Блог

Я рассматриваю возможность создания сервера на python, который я могу запустить и который будет работать как SSH-сервер. Это позволит разным пользователям входить в систему и действовать так, как если бы они вошли в систему нормально, но имели доступ только к одной команде.

Я хочу сделать это, чтобы у меня была система, в которую я мог бы добавлять пользователей без необходимости создания общесистемной учетной записи, чтобы они могли, например, перейти в филиал VCS или что-то подобное.

В то время как я могу придумать, как сделать это с помощью раковины, чтобы перенести ее в «пользовательскую» оболочку… Я не могу понять, как сделать так, чтобы поток SSH работал так, как если бы он был реальным (я предпочтительно хочу ограничить /bin/bzr, чтобы bzr ssh работал.

Он должен быть на python (который я могу получить для авторизации), но не знаю, как сделать ссылку на приложение.

Это должно быть на python, чтобы работать в приложении, для которого оно предназначено, и чтобы его можно было использовать для тех, у кого нет доступа, для добавления новых пользователей

Когда вы пишете сервер Conch, вы можете контролировать, что происходит, когда клиент делает запрос оболочки, реализуя ISession.openShell . Сервер Conch запросит IConchUser данные из вашей области, а затем адаптирует полученный аватар, чтобы ISession при необходимости вызвать openShell его.

ISession.openShell задача состоит в том, чтобы взять переданный ему транспортный объект и связать его с протоколом для интерпретации полученных от него байтов и, при желании, записать в него байты для отправки клиенту.

К несчастью, переданный объект openShell , представляющий транспорт, на самом деле является IProcessProtocol поставщиком.
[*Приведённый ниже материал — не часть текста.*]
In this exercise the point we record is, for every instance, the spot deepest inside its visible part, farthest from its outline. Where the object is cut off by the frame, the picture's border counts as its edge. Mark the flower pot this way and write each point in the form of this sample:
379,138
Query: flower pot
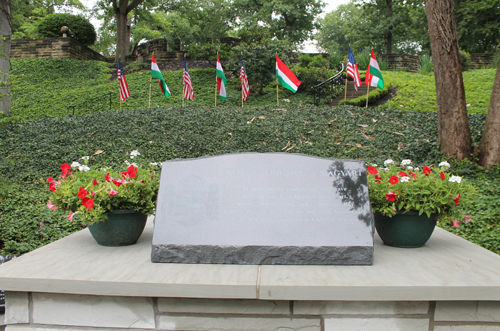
408,230
122,228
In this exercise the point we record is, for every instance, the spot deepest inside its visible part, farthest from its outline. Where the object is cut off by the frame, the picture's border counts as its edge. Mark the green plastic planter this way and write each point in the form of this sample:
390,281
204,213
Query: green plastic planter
122,228
408,230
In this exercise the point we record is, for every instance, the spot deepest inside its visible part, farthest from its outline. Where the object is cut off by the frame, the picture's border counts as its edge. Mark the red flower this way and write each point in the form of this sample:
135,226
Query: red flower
391,196
88,202
52,186
394,180
132,171
82,193
65,167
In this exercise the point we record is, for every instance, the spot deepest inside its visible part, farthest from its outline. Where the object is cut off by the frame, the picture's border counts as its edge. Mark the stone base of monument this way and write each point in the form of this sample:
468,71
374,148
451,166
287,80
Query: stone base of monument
74,284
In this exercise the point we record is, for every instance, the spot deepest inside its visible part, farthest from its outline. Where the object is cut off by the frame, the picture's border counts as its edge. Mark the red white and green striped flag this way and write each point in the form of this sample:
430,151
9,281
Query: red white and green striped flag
373,74
156,73
221,80
285,76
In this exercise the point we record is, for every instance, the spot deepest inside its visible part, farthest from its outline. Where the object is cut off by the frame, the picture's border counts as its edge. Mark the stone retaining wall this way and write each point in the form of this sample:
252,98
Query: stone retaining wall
52,48
48,311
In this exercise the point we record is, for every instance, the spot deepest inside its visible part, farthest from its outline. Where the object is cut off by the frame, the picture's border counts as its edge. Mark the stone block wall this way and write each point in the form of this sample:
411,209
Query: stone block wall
52,48
48,311
401,62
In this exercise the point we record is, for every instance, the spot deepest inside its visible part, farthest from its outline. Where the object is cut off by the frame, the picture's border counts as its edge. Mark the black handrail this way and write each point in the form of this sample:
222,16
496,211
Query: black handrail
324,87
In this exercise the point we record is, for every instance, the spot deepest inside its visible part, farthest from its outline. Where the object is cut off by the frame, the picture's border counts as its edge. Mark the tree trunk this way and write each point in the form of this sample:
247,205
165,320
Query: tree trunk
453,124
389,34
489,147
5,34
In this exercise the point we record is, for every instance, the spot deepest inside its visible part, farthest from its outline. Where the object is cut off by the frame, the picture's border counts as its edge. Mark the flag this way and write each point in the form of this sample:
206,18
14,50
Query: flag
221,80
285,76
156,73
373,74
352,70
245,89
124,92
188,87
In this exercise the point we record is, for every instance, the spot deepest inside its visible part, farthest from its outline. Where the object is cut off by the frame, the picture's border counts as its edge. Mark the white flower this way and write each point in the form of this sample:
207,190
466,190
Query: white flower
405,162
405,179
456,179
444,165
387,162
83,168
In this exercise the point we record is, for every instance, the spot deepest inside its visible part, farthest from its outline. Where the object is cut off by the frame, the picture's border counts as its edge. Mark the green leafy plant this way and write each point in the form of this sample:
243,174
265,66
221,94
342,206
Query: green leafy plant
80,28
429,191
92,193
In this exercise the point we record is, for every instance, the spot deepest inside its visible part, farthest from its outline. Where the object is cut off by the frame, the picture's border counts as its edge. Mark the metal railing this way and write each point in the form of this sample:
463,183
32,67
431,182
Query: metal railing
328,87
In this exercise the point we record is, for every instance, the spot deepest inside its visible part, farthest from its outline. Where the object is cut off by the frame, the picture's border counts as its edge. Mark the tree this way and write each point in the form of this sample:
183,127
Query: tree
453,124
478,25
5,34
293,20
489,146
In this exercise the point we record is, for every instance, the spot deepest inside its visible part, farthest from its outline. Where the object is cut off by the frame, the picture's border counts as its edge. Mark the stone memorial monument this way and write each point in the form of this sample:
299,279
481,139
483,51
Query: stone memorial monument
263,208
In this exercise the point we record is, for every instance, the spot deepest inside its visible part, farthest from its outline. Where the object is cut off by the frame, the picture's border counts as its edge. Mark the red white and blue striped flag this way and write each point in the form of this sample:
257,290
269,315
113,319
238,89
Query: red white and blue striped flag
245,88
124,92
188,87
352,70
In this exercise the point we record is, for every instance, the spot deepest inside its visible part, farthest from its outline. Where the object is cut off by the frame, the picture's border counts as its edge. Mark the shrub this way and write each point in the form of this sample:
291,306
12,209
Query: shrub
80,28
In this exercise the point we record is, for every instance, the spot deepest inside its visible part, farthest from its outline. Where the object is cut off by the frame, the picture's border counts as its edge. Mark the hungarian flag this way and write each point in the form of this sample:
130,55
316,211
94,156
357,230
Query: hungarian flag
373,74
156,73
124,92
285,76
221,80
245,88
352,70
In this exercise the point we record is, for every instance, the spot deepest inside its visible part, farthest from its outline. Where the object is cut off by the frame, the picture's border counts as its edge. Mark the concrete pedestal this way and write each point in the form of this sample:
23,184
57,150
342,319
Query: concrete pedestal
74,284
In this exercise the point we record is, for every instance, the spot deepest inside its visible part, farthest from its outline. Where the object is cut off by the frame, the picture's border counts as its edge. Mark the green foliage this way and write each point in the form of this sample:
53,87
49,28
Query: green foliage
478,27
80,28
92,192
373,96
429,190
418,92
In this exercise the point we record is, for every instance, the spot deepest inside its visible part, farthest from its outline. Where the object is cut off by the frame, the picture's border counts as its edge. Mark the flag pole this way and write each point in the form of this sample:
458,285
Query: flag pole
216,84
277,90
241,86
182,96
150,80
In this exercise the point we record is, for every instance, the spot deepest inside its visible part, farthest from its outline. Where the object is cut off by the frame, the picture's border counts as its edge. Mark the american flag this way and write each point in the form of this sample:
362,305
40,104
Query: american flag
124,92
188,87
245,89
352,70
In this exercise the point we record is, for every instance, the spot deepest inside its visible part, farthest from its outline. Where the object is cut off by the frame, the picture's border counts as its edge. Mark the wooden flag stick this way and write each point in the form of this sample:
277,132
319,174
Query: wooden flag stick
277,90
216,83
150,80
241,86
367,92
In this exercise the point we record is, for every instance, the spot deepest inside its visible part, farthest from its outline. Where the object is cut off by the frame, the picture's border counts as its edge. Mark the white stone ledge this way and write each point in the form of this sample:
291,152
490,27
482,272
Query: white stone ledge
447,268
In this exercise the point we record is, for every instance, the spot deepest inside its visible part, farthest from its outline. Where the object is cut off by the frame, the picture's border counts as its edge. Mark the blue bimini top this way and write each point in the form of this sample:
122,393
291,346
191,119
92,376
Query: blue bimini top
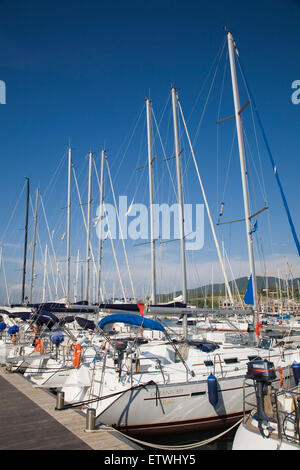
131,319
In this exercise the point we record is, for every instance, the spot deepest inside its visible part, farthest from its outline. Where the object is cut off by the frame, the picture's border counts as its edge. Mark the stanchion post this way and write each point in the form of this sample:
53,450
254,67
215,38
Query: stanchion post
60,400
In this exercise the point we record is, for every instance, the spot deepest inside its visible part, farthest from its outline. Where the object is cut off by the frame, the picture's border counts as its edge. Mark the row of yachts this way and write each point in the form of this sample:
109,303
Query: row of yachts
143,376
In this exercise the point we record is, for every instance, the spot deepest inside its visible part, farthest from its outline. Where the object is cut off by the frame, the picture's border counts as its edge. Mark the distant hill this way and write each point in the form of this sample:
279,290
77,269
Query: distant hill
240,284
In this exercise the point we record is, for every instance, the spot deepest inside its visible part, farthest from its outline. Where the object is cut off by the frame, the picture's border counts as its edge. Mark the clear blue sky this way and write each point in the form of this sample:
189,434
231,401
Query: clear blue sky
79,72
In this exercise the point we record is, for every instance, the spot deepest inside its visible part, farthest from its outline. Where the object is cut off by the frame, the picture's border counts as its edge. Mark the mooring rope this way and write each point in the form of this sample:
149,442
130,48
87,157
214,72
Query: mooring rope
176,447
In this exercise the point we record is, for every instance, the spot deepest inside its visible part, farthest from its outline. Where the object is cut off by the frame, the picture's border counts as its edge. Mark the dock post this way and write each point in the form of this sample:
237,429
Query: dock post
90,419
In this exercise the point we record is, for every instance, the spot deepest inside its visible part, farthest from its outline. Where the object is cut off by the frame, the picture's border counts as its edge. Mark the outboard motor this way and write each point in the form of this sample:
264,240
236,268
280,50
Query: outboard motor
263,373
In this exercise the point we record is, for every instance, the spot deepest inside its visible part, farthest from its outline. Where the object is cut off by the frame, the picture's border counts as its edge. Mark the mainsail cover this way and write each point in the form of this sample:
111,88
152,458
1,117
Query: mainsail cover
248,298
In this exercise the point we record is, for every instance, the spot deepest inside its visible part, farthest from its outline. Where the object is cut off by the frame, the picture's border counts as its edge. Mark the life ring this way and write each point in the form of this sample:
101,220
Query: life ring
39,346
77,355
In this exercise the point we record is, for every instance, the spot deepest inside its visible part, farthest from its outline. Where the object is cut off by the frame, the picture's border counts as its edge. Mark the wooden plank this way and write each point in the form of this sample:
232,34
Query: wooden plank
29,421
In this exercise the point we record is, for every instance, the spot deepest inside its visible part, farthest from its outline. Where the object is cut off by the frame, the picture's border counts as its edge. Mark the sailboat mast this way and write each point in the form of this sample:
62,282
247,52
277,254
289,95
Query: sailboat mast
180,196
25,243
68,226
101,210
34,240
151,196
88,227
239,127
45,274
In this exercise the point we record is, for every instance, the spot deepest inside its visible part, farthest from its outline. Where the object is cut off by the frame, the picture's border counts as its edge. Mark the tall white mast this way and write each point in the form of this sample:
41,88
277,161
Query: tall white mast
151,196
101,210
45,274
68,226
34,240
239,127
180,204
180,196
88,228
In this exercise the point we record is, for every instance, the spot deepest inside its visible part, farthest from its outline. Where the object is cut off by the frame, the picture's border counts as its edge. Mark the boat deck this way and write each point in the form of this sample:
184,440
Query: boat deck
29,421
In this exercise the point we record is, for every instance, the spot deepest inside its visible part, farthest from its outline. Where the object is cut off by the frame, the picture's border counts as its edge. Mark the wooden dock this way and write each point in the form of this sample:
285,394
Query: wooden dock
29,421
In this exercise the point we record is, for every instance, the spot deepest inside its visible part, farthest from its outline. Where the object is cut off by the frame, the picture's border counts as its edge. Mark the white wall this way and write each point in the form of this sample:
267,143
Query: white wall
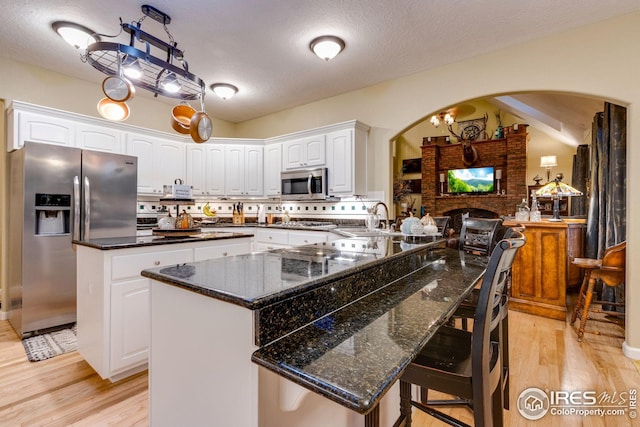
602,60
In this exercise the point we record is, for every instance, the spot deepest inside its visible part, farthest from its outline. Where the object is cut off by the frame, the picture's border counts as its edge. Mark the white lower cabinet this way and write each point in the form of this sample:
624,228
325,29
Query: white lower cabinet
113,299
129,323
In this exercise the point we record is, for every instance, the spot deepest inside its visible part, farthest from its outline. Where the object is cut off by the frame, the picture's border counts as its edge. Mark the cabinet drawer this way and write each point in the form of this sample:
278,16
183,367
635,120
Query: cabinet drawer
126,266
279,237
297,238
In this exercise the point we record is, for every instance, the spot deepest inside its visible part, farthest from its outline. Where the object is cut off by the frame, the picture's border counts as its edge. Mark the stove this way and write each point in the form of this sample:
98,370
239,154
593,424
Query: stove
316,225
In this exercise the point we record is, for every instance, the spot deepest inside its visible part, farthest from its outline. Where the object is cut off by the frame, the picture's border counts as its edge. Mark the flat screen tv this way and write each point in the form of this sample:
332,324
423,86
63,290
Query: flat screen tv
470,181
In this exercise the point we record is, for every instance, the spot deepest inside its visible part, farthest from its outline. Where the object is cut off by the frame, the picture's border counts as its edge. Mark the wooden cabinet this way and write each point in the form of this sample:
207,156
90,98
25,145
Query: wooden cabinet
546,203
113,299
542,269
304,152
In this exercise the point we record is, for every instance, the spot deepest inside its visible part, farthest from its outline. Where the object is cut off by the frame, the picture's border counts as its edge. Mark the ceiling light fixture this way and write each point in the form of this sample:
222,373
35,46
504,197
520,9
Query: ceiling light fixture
444,116
76,35
160,76
224,90
327,47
Это означает, что вам нужно позвонить makeConnection по нему, передав IProcessTransport провайдеру. Когда данные будут получены от клиента, IProcessProtocol он вызовет writeToChild транспорт, на который вы перейдете makeConnection . Когда вы хотите отправить данные клиенту, вам следует позвонить childDataReceived по нему.

Чтобы увидеть точное поведение, я предлагаю прочитать реализацию IProcessProtocol того, что передается. Не зависите ни от чего , что не является частью IProcessProtocol , но просмотр реализации может облегчить понимание того, что происходит.

Возможно, вы также захотите взглянуть на реализацию обычного создания оболочки, чтобы понять, к чему вы стремитесь. Это даст вам представление о том, как связать stdio дочернего процесса bzr, который вы запускаете, с каналом SSH.

Хотя Python действительно мой любимый язык, я думаю, что для этого вам не нужно создавать свой собственный сервер. Когда вы посмотрите страницу руководства OpenSSH для sshd, вы найдете параметры «команда» для файла авторизованных ключей, который позволяет определить конкретную команду для запуска при входе в систему.

Используя ключи, вы можете использовать одну системную учетную запись, чтобы разрешить многим пользователям входить в систему, просто поместите их открытые ключи в файл авторизованных ключей учетной записи.

Мы используем это для создания SSH-туннелей для SVN, и это работает просто отлично.